Fundamental problems in robotics involve both discrete variables, like the choice of control modes or gear switching, and continuous variables, like velocity setpoints and control gains. They’re often difficult to tackle, because it’s not always obvious which algorithms or control policies might best fit. That’s why researchers at Google parent company Alphabet’s DeepMind recently proposed a technique — continuous-discrete hybrid learning — that optimizes for discrete and continuous actions simultaneously, treating hybrid problems in their native form.

A paper published on the preprint server Arxiv.org details their work, which was accepted to the 3rd Conference on Robot Learning, held in Osaka, Japan in October 2019. “Many state-of-the-art … approaches have been optimized to work well with either discrete or continuous action spaces but can rarely handle both … or perform better in one parameterization than another,” the coauthors wrote. “Being able to handle both discrete and continuous actions robustly with the same algorithm allows us to choose the most natural solution strategy for any given problem rather than letting algorithmic convenience dictate this choice.”

The team’s model-free algorithm — which leverages reinforcement learning, or a training technique that rewards autonomous agents for accomplishing goals — solves control problems both with continuous and discrete action spaces and hybrid optimal control problems with controlled and autonomous switching. Furthermore, it allows for novel solutions to existing robotics problems by augmenting the action space (which defines the range of possible states and actions an agent might perceive and take, respectively) with “meta actions” or other such schemes, enabling strategies that can address challenges like mechanical wear and tear during AI training.

DeepMind robotics

The researchers validated their approach on a range of simulated and real-world benchmarks, including a Rethink Robotics Sawyer robot arm. The say that, given the task of reaching, grasping, and lifting a cube where the reward was the sum of the three sub-tasks, their algorithm outperformed existing approaches, which were unable to solve the task.

That’s because reaching the cube required the agent to open the arm’s gripper, but grasping the block required closing the gripper. “Initially, the [baseline] policy will have most of its probability mass concentrated on small action values and will thus struggle to move the gripper’s fingers enough to see any grasp reward, explaining the plateau in the learning curve,” wrote the coauthors. “[Our method] on the other hand always operates the gripper at full velocity and hence exploration is improved, allowing the robot to solve the task completely.”

In a separate experiment, the team set their algorithm loose on a Parameterized Action Space Markov Decision Processes (PAMDP), or a hierarchical problem where agents first select a discrete action and subsequently a continuous set of parameters for that action. In this case, the agent was tasked with manipulating the robot arm such that it inserted a peg into a hole, where the reward was computed based on the hole position and kinematics.

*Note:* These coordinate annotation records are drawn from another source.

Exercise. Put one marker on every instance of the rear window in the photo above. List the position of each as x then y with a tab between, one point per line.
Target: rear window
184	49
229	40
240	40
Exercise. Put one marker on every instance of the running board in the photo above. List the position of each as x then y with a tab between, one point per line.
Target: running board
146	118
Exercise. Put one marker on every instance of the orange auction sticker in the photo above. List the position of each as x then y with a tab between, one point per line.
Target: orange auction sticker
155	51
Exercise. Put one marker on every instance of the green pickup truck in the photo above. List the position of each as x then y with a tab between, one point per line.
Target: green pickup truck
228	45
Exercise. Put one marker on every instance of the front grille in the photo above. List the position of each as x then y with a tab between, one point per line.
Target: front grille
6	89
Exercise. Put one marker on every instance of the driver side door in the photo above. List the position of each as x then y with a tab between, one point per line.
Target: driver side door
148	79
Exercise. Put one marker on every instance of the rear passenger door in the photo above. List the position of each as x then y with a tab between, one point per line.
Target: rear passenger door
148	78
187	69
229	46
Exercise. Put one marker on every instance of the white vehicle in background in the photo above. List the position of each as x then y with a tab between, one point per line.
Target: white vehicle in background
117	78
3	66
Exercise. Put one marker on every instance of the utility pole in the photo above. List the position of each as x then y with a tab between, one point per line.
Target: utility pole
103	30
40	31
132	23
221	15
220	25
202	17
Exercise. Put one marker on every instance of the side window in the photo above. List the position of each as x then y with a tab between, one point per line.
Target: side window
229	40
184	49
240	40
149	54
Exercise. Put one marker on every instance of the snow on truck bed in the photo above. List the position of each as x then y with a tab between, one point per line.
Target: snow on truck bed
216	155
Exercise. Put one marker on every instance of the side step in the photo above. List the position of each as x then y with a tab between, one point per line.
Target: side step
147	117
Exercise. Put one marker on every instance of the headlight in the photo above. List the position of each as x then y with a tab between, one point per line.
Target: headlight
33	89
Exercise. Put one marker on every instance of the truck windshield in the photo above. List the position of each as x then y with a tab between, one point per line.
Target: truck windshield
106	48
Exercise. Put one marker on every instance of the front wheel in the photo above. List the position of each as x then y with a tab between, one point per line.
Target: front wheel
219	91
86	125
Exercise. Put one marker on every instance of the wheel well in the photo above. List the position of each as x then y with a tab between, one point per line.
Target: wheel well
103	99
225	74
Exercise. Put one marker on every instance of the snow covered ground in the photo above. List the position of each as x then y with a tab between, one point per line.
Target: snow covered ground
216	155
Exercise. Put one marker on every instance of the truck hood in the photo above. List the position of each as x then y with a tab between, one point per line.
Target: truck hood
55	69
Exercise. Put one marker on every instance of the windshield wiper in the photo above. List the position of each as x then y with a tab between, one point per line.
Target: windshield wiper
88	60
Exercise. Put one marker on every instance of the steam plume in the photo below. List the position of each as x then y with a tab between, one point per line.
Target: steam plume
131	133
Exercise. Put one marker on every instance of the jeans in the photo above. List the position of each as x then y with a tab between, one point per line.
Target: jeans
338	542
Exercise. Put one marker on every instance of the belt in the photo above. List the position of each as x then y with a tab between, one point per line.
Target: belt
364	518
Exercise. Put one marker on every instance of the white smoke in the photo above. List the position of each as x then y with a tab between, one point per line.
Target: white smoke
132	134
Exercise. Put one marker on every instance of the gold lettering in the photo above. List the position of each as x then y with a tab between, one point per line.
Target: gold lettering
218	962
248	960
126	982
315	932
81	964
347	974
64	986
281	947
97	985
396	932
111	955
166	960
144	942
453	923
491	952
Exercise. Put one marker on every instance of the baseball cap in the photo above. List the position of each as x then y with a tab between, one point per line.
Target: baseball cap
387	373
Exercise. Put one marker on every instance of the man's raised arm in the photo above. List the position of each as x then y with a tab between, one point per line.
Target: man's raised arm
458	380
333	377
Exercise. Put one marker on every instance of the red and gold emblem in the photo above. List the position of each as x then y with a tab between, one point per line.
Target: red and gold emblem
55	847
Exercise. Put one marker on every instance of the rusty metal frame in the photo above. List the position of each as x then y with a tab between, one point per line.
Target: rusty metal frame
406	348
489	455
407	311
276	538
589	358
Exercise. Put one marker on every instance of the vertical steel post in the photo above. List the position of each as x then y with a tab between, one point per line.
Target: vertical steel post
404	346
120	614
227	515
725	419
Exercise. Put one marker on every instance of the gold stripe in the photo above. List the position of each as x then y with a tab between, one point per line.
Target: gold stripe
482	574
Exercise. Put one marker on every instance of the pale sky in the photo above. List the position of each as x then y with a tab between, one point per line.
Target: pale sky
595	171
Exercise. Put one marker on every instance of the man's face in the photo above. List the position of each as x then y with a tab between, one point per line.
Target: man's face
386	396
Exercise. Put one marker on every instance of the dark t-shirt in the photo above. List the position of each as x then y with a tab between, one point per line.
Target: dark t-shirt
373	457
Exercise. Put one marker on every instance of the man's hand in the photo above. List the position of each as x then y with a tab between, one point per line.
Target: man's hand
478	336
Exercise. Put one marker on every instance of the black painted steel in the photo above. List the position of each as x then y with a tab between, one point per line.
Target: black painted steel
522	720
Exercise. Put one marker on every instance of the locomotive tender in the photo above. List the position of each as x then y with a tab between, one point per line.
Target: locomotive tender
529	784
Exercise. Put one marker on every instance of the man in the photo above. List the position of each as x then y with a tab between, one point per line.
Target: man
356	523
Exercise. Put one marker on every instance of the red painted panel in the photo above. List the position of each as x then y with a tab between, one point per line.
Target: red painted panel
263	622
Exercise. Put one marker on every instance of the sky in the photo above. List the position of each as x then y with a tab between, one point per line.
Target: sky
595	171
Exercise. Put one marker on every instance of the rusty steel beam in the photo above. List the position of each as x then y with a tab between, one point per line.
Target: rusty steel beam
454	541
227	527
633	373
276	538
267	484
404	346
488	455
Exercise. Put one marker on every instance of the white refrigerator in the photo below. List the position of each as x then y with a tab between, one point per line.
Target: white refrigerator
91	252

They say that their approach achieved a larger reward than both fine and coarse approaches, and they assert it could serve as the foundation for “many more” applications of hybrid reinforcement learning in the future. “For an expert designer, selecting an appropriate mode beforehand can be difficult,” they wrote. “[Our] approach is beneficial since it only requires a single experiment, whereas [alternatives] … need to be verified by an ablation.”